Дитя леса - страница 5

Шрифт
Интервал



Дом прадедушки все тот же, хотя мне мерещится странное, словно внутри него что-то изменилось. Нет, не в пространстве комнат и коридоров, а намного глубже, там, где билось его живое древесное сердце, которое вдруг безжалостно вынули и унесли.

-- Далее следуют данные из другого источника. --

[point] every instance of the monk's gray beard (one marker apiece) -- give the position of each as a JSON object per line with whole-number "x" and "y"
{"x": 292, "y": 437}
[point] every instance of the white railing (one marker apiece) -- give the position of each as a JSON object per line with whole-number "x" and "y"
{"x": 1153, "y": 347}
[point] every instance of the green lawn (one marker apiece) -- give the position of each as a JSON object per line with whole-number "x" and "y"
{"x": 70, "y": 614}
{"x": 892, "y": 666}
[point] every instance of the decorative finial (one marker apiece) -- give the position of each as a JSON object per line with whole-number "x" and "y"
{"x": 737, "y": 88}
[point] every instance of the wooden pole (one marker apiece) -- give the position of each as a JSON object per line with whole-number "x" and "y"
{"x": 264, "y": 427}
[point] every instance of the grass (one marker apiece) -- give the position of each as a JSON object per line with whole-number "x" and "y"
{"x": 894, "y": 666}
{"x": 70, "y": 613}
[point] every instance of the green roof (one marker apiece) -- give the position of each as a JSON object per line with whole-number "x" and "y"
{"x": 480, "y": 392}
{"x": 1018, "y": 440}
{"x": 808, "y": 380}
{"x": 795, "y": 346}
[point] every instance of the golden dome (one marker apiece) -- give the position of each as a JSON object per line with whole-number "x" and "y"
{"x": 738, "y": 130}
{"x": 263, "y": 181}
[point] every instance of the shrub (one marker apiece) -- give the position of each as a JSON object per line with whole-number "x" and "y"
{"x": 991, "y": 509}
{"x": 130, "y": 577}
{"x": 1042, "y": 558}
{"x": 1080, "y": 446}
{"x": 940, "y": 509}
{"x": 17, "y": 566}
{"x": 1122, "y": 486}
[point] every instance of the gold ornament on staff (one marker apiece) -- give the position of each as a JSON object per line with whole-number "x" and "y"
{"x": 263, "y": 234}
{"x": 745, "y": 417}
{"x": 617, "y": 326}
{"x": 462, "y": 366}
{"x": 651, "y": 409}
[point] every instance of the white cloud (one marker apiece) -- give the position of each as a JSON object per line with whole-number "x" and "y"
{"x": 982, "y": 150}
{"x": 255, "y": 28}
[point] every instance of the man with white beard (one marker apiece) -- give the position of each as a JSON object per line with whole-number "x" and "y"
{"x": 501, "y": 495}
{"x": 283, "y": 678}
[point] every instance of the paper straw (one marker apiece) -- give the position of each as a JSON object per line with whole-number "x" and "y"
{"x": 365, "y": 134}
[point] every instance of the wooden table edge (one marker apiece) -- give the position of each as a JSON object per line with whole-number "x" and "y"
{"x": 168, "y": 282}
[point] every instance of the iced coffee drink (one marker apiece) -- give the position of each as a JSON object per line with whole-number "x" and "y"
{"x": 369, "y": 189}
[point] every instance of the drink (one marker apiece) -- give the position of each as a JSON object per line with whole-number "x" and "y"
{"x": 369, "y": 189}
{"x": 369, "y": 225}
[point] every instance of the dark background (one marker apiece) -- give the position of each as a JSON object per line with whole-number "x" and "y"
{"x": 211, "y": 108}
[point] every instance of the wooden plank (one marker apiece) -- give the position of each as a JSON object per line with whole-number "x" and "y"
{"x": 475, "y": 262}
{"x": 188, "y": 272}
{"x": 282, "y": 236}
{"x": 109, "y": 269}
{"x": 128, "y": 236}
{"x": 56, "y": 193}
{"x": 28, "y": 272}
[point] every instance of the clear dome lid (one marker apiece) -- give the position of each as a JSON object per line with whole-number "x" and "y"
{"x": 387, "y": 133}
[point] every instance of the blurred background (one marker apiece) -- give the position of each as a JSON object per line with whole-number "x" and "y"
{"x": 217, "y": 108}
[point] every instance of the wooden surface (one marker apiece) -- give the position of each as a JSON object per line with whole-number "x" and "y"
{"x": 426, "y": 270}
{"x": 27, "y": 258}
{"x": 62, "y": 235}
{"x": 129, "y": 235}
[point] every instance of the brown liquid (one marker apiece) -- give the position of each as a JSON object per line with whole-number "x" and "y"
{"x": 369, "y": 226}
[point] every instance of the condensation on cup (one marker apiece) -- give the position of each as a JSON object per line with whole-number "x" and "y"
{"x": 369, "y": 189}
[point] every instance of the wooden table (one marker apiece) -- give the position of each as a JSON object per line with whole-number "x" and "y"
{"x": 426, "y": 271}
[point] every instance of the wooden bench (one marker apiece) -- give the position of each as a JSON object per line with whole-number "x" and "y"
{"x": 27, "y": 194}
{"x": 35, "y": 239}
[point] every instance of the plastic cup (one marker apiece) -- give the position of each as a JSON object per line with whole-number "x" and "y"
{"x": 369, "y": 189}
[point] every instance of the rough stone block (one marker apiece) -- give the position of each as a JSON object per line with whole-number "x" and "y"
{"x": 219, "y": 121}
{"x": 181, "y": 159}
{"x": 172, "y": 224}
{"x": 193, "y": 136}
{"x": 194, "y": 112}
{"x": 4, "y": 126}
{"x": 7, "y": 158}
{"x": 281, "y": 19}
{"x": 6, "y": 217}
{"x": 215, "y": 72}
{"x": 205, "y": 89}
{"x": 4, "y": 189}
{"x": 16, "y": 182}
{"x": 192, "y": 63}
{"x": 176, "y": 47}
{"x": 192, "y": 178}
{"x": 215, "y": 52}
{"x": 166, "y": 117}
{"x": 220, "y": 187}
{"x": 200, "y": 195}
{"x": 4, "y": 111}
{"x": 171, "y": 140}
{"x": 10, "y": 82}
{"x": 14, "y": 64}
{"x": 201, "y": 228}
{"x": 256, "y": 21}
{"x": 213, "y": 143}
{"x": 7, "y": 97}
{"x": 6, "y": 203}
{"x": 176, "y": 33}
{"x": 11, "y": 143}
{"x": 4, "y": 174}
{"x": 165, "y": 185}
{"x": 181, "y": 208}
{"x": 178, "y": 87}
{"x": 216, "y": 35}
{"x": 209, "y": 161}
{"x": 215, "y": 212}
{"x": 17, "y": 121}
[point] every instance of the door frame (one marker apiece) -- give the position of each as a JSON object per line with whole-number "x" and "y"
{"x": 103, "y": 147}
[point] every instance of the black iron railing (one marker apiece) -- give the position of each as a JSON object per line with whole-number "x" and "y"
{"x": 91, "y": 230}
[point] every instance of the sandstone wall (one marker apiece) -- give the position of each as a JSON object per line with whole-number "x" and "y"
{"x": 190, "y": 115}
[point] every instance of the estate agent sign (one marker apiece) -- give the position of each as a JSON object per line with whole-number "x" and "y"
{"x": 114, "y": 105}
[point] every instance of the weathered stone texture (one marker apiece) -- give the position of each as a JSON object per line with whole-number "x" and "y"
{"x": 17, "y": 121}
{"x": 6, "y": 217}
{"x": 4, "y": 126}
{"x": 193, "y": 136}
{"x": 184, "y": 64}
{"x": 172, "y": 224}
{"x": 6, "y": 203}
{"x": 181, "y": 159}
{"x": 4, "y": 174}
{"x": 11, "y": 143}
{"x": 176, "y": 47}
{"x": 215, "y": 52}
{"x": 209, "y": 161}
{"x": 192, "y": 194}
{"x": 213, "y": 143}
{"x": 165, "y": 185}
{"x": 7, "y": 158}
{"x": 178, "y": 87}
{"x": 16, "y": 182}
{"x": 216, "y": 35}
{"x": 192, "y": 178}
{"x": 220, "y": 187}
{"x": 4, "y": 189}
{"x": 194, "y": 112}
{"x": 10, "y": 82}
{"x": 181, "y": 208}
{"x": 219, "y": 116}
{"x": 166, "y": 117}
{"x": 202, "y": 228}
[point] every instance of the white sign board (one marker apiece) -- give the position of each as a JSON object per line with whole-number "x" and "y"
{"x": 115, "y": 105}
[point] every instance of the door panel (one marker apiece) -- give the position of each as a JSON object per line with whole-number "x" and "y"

Я осматриваю стены и мебель, прислушиваюсь к ним. Они будто стали безжизненными. Большое зеркальное полотно старого трельяжа, телевизор и стекла серванта завешены мятыми льняными простынями, посеревшими от времени. Нижние полки с множеством книг и маленькие шарики-ручки выдвижных шкафчиков боязливо выглядывают из-под краев ткани. Всю эту домашнюю библиотеку я раскладывала на полу зала длинными рядками вдоль половиц, и от этих книжных дорожек в комнате не оставалось свободного места. Перелистывала пожелтевшие страницы, слушала их шорох, вдыхала необыкновенный бумажный аромат, рассматривала черно-белые иллюстрации, больше похожие на чей-то неясный сон. А в тех самых двух узких выдвижных ящиках у прадеда, как повелось, припасена новая трубочка жевательной серы. Рядом с ней лежат старый пластиковый пенал с разноцветными советскими пуговицами и ручная машинка для стрижки в мятой картонной коробке с ярко-желтой наклейкой. На этом самом вкладыше чернилами напечатано что-то о том, где и когда создали сияющее парикмахерское чудо, но буквы со временем стерлись, оставив на шершавом картоне кусочек неразборчивой фразы: «Министерство …мышленности… Свердловский промкомбинат…» Наверное, врезалось в память потому, что я несметное количество раз перечитывала надпись, выведенную красивым, аккуратным чертежным шрифтом. Перечитывала и думала, где находится и чем занимается загадочное министерство «мышленности», – интуиция подсказывала мне, что в главные обязанности его подчиненных входила слежка за мыслями людей, и весомо полагать, что машинка для стрижки не была обычным предметом. И что за дивный город Свердловск? Где он находится? Зачем в нем возвели министерство, распоряжающееся чужими мыслями? Много вычурных загадок, зародившихся по вине неясной надписи на картонной упаковке, неустанно мелькало в моей голове, подобно дворовому пчелиному рою.

Если бы не пустота и тишина, которые неожиданно возникли, словно звук случайно разорванной страницы тех самых старых книг, то встреча вышла бы другой: приятной, радостной, – какой и должна быть. Мы бы отправились на летнюю кухню с большой печью и буфетом. Буфет кривой и весь запачкан пятнами. Но из него прадед Ваня доставал для меня редкие сладости, называя их гостинцами. На стене у окошка висит черно-белый портрет, на котором дед Ваня обнимает свою молодую жену. Она была некрасивой, неприятной внешности. Мне не нравилось ее вытянутое и строгое лицо. Хотя я и видела его лишь на портрете, а в жизни прабабку Марию не знала: она рано умерла, от болезни. А портрет они сделали, когда дед Ваня вернулся с войны. Ему тогда было тридцать шесть.